Эдвард Гиббон - Закат и падение Римской Империи. Том 2
Известие об этих важных событиях, так глубоко затрагивавших и честь, и безопасность императорского дома, заставило Констанция отказаться от бесславного продолжения персидской войны. Он поручил заботу о востоке своим генералам, а впоследствии своему двоюродному брату Галлу, возведенному им из тюрьмы на ступени трона, и отправился сам в Европу, волнуемый то надеждой и страхом, то скорбью и негодованием. Прибывши в Гераклею, во Фракии, император принял в аудиенции послов Магненция и Ветраниона. Главный зачинщик заговора Марцеллин, о котором почти можно сказать, что он был тот, кто облек своего нового повелителя в императорскую мантию, смело принял на себя это опасное поручение, а его три сотоварища были выбраны между самыми высокими гражданскими и военными сановниками. Этим депутатам было поручаю смягчить гнев Констанция и возбудить в нем опасения за будущее. Они были уполномочены предложить ему дружбу и союз с западными монархами, упрочить взаимное согласие двойным бракосочетанием - Констанция с дочерью Магненция и самого Магненция с честолюбивой Константиной, и признать особым трактатом первенство, на которое мог заявлять основательные притязания восточный император.
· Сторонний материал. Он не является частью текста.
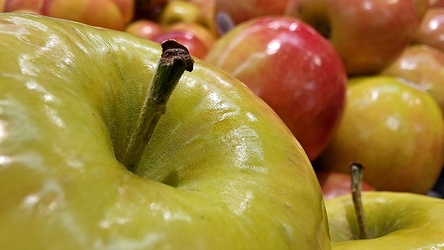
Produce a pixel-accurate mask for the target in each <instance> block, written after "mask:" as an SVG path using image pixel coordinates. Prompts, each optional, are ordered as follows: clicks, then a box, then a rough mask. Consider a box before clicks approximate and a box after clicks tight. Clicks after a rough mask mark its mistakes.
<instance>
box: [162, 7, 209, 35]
mask: <svg viewBox="0 0 444 250" xmlns="http://www.w3.org/2000/svg"><path fill="white" fill-rule="evenodd" d="M170 1H180V0H170ZM183 1H187V2H189V3H192V4H194V5H196V6H197V7H198V8H199V10H200V11H201V14H202V17H203V22H202V24H203V26H204V27H206V28H207V29H208V30H209V31H211V33H213V35H217V31H216V23H215V18H214V16H215V8H216V0H183Z"/></svg>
В случае если бы из гордости или из ошибочного понимания своего долга Констанций отверг эти справедливые условия, послам было приказано поставить ему на вид, что его неблагоразумие
неизбежно приведет его к гибели, если он вызовет западных монархов на бой и заставит их употребить против него в дело мужество и военное искусство тех самых легионов, которым дом Константина был обязан столькими триумфами. И эти предложения, и эти аргументы, по-видимому, заслуживали самого серьезного внимания; Констанций отложил свой ответ до следующего дня, а так как он сознавал необходимость оправдать в мнении народа междоусобную войну, то он обратился с следующими словами к собравшемуся совету, который выслушал их если не с искренним, то с притворным доверием: «Прошлой ночью, - сказал он, - после того как я лег спать, перед моими глазами предстала тень великого Константина, державшего в руках труп моего убитого брата, его хорошо знакомый голос поощрял меня на отмщение, он говорил мне, что я не должен отчаиваться за республику, и уверял меня, что успех и бессмертная слава увенчают справедливую с моей стороны войну». Авторитет этого видения или, скорей, авторитет ссылавшегося на него монарха положил конец всяким колебаниям и прекратил переговоры. Унизительные мирные условия были отвергнуты с негодованием. Один из уполномоченных тирана был отослан назад с высокомерным ответом Констанция; его товарищи, как недостойные привилегий, установленных международными сношениями, были заключены в оковы, а враждующие стороны стали готовиться к беспощадной борьбе.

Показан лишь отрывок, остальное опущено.